History – Walking the Delicate Line Between Reporter and Activist
Reason magazine|October 2021
I spent the second half of the 1990s hanging out with people who operate unlicensed radio stations. That was partly because I was covering them as a reporter, and it was partly because I was active in a movement to legalize their illicit transmissions.
By Jesse Walker

I spent the second half of the 1990s hanging out with people who operate unlicensed radio stations. That was partly because I was covering them as a reporter, and it was partly because I was active in a movement to legalize their illicit transmissions. I didn’t see anything wrong with that dual role—I wasn’t pretending to be objective, and anyone who read my articles could see where I stood—but sometimes the lines got a little blurry.

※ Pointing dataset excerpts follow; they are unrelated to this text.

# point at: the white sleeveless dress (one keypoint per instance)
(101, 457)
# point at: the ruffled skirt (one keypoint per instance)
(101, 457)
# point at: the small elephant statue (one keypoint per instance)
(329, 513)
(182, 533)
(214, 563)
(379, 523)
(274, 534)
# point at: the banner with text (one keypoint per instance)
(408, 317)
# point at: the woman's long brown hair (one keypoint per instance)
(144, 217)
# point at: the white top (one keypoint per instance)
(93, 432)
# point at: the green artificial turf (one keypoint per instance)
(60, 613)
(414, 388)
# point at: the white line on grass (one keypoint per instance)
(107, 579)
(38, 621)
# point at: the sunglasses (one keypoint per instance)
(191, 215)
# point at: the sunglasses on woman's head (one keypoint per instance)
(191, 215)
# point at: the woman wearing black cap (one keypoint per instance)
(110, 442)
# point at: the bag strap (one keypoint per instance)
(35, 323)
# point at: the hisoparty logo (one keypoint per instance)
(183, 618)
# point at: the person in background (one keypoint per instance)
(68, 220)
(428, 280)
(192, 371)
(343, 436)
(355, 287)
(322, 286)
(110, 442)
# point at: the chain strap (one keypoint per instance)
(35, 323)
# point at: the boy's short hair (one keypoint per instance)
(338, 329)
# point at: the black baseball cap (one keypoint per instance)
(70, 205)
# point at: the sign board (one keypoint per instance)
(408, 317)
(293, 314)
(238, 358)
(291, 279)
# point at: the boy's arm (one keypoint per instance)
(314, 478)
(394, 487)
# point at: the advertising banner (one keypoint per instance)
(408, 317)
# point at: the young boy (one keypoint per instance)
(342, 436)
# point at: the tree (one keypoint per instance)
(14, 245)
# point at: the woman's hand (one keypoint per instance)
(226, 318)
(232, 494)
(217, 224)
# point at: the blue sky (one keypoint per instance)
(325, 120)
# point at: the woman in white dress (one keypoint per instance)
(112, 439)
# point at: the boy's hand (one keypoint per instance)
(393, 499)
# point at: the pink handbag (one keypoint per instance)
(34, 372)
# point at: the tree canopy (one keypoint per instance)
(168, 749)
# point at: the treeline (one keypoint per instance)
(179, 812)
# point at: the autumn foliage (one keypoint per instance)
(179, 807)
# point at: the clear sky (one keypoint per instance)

Like the night in 1998 when I found myself standing on a nondescript West Philly block with a crew of crunchy anarchists. An outlet called Radio Mutiny was hosting an East Coast gathering of pirate broadcasters, and we had just been through a day of workshops, speeches, and press interviews; now some of us were about to get a tour of the station’s makeshift studio. One of the local pirates looked around to reassure himself that there weren’t any interlopers. “OK, all the reporters are gone,” he said. “We can go up now.”

One of my scruples kicked in, and I raised my hand. “Uh...you guys do know what I do for a living, right?”

They laughed. “Oh, you’re OK, Jesse,” one said, unlocking the door and ushering us inside. I hadn’t set out to do immersion journalism, but evidently, I was immersed.

IT WASN’T THE first unlicensed station I visited, and it wasn’t the last. In 1999, as I was crossing the country to start a new job, some pirates in Texas even put me up for the night in their transmitter room, which meant sleeping on a stack of dirty mattresses next to a machine that emitted the most high-pitched sound I’d ever heard. Eventually, I published a book about all these broadcasters and the history that had shaped them. Rebels on the Air came out in September 2001—not, in retrospect, the best month to sell a book about radio—and now it is turning 20.